If I’d actually written GM scripts before, this would have taken no more than a lunch break to build; most of my time was spent learning about the unfortunately convoluted XPCNativeWrappers the hard way.

Now, okay, that’s not a totally fair time comparison: I’m depending on GreaseMonkey to do most of the heavy lifting, while they’re doing “real” C++ code for theirs. (Though given that their preview panes act exactly like iframes, I’d be pretty suprised if they aren’t deferring most of their heavy lifting to existing frameworks as well.)

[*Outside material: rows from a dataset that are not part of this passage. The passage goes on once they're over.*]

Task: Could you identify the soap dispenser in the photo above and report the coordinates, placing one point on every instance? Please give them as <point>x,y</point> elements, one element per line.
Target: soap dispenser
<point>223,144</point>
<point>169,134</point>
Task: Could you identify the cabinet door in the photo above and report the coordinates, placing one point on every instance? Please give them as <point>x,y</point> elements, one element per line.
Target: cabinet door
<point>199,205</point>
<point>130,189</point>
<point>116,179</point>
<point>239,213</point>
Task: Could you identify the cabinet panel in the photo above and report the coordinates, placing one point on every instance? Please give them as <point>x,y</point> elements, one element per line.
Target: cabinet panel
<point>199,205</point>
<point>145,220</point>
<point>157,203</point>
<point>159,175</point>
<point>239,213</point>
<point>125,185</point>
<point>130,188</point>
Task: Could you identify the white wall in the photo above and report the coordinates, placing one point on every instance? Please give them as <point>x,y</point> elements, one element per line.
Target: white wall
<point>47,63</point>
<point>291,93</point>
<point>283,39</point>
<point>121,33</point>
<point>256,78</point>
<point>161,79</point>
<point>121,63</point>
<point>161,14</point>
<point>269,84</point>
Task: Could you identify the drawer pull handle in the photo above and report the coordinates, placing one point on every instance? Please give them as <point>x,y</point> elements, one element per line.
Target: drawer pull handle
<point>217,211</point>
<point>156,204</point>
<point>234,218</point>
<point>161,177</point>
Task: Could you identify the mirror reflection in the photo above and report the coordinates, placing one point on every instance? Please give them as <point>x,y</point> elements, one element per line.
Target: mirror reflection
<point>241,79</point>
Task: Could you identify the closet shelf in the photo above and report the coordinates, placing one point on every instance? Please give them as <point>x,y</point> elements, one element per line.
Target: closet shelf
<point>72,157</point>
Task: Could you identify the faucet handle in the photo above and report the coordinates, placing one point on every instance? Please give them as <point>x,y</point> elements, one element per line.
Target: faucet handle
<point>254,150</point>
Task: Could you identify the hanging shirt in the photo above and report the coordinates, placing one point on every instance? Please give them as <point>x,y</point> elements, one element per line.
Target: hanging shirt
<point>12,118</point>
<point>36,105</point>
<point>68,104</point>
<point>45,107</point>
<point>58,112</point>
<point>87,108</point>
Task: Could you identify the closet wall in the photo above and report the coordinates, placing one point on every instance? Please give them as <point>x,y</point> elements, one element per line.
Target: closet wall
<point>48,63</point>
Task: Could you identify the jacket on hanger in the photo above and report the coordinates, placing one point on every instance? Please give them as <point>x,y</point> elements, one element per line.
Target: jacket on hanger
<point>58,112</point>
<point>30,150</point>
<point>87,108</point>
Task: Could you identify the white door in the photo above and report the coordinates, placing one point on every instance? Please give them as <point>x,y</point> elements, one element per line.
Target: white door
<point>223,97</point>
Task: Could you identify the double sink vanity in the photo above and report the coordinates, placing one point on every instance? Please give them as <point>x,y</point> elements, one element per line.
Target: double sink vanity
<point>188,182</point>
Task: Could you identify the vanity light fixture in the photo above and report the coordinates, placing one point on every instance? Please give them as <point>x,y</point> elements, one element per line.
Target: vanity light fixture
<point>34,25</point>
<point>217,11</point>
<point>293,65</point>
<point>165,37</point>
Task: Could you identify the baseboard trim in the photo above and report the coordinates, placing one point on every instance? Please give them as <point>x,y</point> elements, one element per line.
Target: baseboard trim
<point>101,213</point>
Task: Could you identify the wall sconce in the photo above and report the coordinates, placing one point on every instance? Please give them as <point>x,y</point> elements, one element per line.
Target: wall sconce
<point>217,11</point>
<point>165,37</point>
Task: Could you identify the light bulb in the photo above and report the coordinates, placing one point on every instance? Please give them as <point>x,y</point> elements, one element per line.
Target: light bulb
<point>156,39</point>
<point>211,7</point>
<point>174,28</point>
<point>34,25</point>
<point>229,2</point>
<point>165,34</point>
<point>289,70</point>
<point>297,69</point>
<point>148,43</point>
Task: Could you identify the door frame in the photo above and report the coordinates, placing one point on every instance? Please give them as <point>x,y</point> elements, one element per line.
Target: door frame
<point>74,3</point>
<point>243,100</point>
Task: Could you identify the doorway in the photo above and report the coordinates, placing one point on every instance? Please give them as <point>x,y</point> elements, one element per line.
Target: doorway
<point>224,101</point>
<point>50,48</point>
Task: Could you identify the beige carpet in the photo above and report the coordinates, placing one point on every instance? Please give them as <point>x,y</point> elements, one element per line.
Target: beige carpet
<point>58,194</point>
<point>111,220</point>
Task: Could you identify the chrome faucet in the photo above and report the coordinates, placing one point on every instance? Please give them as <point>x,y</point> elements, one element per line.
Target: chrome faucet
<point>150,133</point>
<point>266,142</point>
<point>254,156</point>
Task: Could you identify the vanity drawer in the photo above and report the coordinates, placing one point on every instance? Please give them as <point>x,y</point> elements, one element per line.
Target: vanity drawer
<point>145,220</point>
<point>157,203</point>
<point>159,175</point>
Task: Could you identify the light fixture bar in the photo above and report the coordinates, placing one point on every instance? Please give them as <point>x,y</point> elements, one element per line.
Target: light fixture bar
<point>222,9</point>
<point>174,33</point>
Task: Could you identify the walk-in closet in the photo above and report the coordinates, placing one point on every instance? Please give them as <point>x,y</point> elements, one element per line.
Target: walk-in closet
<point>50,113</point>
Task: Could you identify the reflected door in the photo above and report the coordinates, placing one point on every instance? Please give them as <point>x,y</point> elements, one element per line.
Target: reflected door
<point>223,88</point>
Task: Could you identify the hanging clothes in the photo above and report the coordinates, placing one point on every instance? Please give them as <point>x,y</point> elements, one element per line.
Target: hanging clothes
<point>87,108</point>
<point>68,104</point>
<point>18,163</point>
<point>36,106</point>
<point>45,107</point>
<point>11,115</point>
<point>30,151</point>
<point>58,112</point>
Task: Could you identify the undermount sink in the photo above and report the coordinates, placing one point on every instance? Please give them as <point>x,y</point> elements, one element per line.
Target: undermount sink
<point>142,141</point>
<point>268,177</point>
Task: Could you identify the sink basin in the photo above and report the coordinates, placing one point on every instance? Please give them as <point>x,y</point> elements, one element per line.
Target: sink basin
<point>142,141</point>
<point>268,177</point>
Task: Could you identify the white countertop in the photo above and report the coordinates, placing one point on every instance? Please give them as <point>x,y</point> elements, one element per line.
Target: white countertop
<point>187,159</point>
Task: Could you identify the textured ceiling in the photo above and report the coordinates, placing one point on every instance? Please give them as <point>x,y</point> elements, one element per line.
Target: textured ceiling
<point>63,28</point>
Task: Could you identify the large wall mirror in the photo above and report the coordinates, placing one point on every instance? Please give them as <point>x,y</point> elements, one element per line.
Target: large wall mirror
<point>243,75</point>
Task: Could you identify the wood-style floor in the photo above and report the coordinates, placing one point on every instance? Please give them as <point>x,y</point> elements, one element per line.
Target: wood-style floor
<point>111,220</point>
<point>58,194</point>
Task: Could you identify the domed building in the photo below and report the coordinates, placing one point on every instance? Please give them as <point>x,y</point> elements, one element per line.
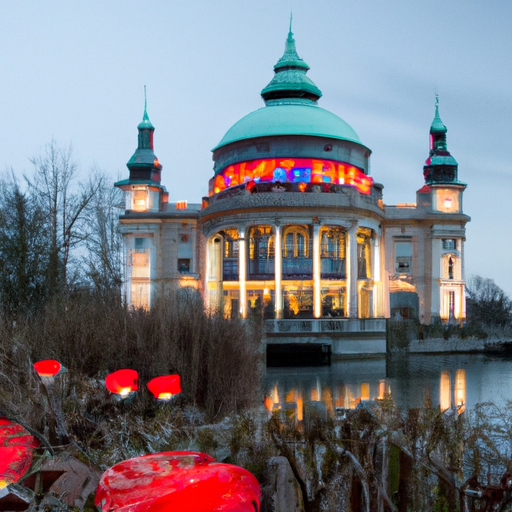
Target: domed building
<point>294,229</point>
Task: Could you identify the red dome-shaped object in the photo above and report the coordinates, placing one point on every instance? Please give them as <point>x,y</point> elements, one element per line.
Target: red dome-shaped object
<point>122,382</point>
<point>165,387</point>
<point>16,446</point>
<point>185,481</point>
<point>48,368</point>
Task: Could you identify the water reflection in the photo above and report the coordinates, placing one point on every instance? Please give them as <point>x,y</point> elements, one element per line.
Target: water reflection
<point>450,382</point>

But the point is: their code is hidden. It’s compiled, installed, you can’t look at it and see what it does. They can modify it whenever they like, change what it does whenever they like, do whatever they’d like. It’s installed software, which means it has total access to anything on your machine.

My code is open. It’s visible. You can see what it does, and I can’t change it on you without you actively updating it; when I do, you’ll be able to see what I changed. It runs in a strictly defined sandbox, which controls what I can do to your machine. And as gravy, it was easy for one guy with a bug up his ass to build, without having to collect any VC funding or outsource anything to any post-soviet nations.

Which of these is the wave of the future?